= George William McDonald =

Canadian politician (1875–1950)

George William McDonald (November 20, 1875 – April 6, 1950) was a politician in Manitoba, Canada. He served in the Legislative Assembly of Manitoba from 1915 to 1922 as a member of the Manitoba Liberal Party, and later sat in the House of Commons of Canada from 1935 to 1940 as a Liberal-Progressive.

McDonald was born in Lucknow, Ontario, the son of Donald McDonald and Mary McKenzie, and was educated in Kincardine. After completing his schooling, he taught school in Kinloss. He later moved to Manitoba, and worked as an agricultural implement dealer and insurance agent in Boissevain. In 1914, he married Jennie M. Taylor.

He first sought election to the Manitoba legislature in the 1914 campaign, but lost to Conservative incumbent James Johnson by 62 votes. In 1915, the Conservative government of Rodmond Roblin was forced to resign amid a corruption scandal. A new election was held, which the Liberals won in a landslide. McDonald was elected for Turtle Mountain, defeating Johnson by 36 votes. In the legislature, he served as a backbench supporter of Tobias Norris's government.

The Liberals were reduced to a minority government in the 1920 provincial election. McDonald faced a serious challenge in Turtle Mountain from new Conservative leader Richard G. Willis, but retained his seat by sixteen votes (1,022 to 1,006). He did not seek re-election in 1922.

He was mayor of Boissevain from 1924 to 1926 and served on the town council from 1929 to 1935.

McDonald returned to political life in the 1935 federal election, winning the rural Manitoba riding of Souris as a Liberal-Progressive by only three votes (3,504 to 3,501). Ironically, he won this election by defeating incumbent Conservative Errick French Willis, the son of Richard G. Willis.

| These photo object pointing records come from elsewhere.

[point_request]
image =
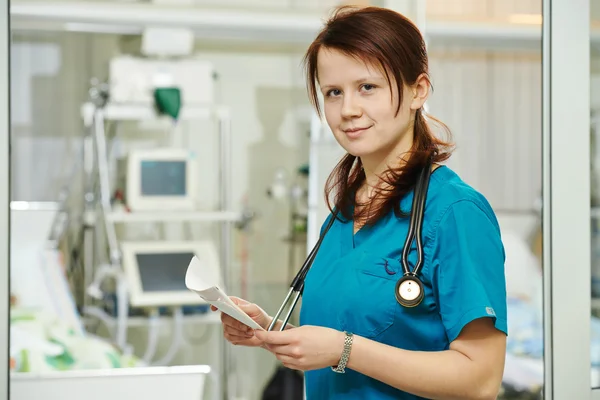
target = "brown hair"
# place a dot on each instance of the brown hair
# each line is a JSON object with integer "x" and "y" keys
{"x": 387, "y": 39}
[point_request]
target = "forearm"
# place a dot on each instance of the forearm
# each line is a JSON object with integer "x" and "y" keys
{"x": 446, "y": 375}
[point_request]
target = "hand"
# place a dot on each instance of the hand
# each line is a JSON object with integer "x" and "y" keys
{"x": 304, "y": 348}
{"x": 238, "y": 333}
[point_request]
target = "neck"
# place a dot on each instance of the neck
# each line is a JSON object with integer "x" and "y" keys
{"x": 375, "y": 165}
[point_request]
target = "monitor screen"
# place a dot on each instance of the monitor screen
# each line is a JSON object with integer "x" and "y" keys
{"x": 163, "y": 272}
{"x": 163, "y": 178}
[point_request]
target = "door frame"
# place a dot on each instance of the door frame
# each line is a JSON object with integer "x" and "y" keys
{"x": 566, "y": 198}
{"x": 4, "y": 196}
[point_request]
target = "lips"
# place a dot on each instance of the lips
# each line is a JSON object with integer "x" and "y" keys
{"x": 355, "y": 132}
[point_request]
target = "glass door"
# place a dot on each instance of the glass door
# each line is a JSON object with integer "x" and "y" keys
{"x": 570, "y": 354}
{"x": 4, "y": 197}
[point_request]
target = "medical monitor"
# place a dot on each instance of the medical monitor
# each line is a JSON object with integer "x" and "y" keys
{"x": 161, "y": 179}
{"x": 155, "y": 271}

Although he was not formally a member of the Liberal Party of Canada caucus, McDonald served as a backbench supporter of William Lyon Mackenzie King's Liberal government for the next five years.

He was defeated in the 1940 campaign in which he ran as a straight Liberal, losing to "National Government" candidate J. Arthur Ross by 130 votes. He did not seek a further return to politics after this time.

McDonald died at home in Boissevain at the age of 74.